My First Forays Into Fiction — A True Story

Other than a short story I wrote in fifth grade, which I recall as having a great debt to science fiction author Andre Norton, my first attempt at fiction came at the University of Iowa. Since the course was called Fiction Writing, I had little recourse. Sections of this class were taught by various graduate students from the Iowa Writer’s Workshop, and it’s possible that my first effort was under the direction of grad student Kent Haruf, whose novel Plainsong was a finalist for the National Book Award in 2000. I retook the course several times, not because I failed to pass, but because I needed the practice, and had excellent mentoring from John Dranow, who went on to co-found the New England Culinary School and David Allen, now a Dean in the business school at the University of Surrey in England.

Soon I was pumping out short stories on a regular basis, and trying to catch up with my peers, many of whom had read every novel of note published since Richardson’s Pamela. At some point I saw a call for manuscripts posted on the Writer’s Workshop bulletin board from MacMillan Publishing. They were looking for short stories for various anthologies and readers for teenagers. I went home, knocked out a story, something about a girl and tennis, and sent it off. A few months later I received an offer of purchase for seven cents a word, which struck me as the easiest money I had ever earned. I approved the deal only if they used a pseudonym, since I didn’t want to taint my literary reputation with such a low-brow credit. Little did I know that this initial effort at YA writing should have been taken as destiny and not an embarrassment.
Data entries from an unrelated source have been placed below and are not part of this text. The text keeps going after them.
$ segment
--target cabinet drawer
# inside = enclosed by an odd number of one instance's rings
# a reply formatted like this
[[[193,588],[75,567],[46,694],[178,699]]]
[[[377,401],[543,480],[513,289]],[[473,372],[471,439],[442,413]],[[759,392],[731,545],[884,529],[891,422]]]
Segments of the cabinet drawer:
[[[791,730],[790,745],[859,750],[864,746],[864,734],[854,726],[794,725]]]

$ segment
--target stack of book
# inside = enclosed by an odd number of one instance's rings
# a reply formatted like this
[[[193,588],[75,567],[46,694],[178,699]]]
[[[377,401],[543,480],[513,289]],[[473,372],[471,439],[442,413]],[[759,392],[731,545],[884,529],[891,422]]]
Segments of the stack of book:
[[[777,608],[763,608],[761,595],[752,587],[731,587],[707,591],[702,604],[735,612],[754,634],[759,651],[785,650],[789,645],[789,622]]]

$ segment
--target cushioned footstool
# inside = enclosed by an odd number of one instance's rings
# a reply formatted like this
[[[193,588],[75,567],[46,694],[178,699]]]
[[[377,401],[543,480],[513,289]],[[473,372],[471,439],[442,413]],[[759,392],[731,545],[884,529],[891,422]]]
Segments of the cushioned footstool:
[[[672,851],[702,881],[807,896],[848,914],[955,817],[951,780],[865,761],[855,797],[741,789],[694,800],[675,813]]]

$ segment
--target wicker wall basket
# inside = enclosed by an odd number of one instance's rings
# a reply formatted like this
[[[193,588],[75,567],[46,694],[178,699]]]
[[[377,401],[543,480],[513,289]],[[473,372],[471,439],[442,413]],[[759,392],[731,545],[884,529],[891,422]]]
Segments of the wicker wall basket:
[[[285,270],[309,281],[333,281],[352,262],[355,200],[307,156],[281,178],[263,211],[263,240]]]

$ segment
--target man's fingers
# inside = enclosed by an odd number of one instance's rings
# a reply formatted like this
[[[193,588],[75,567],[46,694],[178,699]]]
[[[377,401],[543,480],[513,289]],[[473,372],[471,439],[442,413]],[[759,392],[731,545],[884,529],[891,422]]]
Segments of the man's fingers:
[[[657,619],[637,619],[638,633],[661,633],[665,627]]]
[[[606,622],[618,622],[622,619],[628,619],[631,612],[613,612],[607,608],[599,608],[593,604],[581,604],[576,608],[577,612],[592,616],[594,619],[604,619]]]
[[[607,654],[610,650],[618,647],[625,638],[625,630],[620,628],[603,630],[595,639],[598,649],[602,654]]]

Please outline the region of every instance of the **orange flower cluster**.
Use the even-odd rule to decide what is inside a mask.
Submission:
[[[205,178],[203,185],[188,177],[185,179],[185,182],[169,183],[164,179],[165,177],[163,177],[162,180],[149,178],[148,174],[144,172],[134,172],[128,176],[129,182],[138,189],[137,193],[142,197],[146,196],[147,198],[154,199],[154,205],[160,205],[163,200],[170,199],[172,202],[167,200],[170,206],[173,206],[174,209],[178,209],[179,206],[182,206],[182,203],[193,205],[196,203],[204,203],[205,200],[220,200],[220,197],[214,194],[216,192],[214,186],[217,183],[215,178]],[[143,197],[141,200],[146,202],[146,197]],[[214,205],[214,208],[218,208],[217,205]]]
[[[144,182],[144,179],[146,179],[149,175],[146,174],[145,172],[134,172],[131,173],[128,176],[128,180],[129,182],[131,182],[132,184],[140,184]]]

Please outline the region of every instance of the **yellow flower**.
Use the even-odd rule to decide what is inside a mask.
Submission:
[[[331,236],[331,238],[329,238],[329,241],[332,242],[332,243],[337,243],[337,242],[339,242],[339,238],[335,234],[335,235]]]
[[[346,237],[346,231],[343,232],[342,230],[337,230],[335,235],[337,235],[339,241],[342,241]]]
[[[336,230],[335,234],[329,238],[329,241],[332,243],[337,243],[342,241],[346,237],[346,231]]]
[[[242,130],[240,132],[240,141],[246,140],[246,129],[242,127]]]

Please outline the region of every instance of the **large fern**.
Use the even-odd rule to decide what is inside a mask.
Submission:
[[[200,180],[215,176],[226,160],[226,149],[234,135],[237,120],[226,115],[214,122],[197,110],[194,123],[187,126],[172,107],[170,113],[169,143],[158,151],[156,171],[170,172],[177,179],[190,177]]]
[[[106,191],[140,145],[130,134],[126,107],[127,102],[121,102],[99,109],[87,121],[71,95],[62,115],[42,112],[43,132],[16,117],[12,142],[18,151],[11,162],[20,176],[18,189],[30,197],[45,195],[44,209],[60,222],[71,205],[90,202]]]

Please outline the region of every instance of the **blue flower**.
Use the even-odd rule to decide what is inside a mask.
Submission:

Later in my undergraduate career I began sending what I thought were my best examples to the New Yorker. Thankfully, they rejected each of my efforts, for which I received nice critique letters from senior editor Roger Angell. It was decades before I discovered that the New Yorker didn’t handle every over-the-transom submission with similar personalization. I also had an eye-opening moment when, also decades later, I read in an introduction to a collection of stories from New Yorker regular Bobbie Ann Mason that the magazine had rejected her first fourteen efforts.The moral for budding writers: persistence may not always pay, but don’t underestimate its importance.

I let fiction writing lapse for some time as I found a willing audience for my journalistic efforts. As Clarence Andrews, one of the kindest and most supportive of my Iowa professors noted, there were hundreds of nonfiction articles being published for every short story and I was pleased to help fill the gap.